If you’re someone with a large backyard, grass clippings and leaves are a perfect natural mulch, and will work particularly well if layered on the base of trees and bushes. These break down fast and add nutrients to the soil. If fresh, grass clippings should be applied in thin layers because they can start to rot when wet. Alternatively, they can be applied more thickly if they are first dried. There is a risk, though that that seeds from the grass (or weeds in it) start to germinate.
Compost is another favourite, as it breaks down faster than other organic mulch options, so would need to be replaced regularly. Compost is best used as a soil conditioner and can be used side-by-side with other organise composes, such as straw, shredded bark or wood chips.
Here are the steps to apply mulch to your garden:
To ensure success, take these few steps before laying mulch down:
- Remove weeds
- Moisten the soil thoroughly.
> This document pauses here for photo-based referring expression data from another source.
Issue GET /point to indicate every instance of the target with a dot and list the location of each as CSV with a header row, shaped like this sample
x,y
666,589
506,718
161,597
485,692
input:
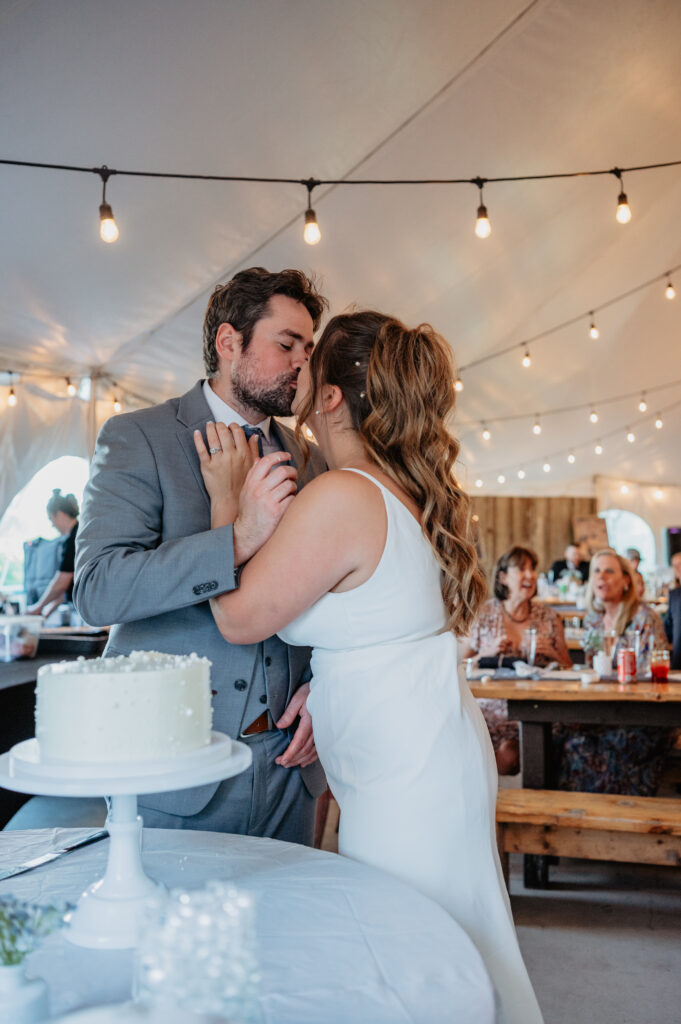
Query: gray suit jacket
x,y
147,560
Ensure that the water you apply is penetrating.
- If water is running off the surface, fork through some compost to aid with the water retention.
- If you are planting into the soil, add some compost into the planting hole.
- Apply large particle-sized mulch thickly (6 – 8cm deep), keeping the area directly around plants clear.
- If you are using bark- or wood-based mulches, you might consider sprinkling some blood and bone over the soil. This extra nitrogen will compensate for any nitrogen being taken up by the gradual decomposition of the mulch.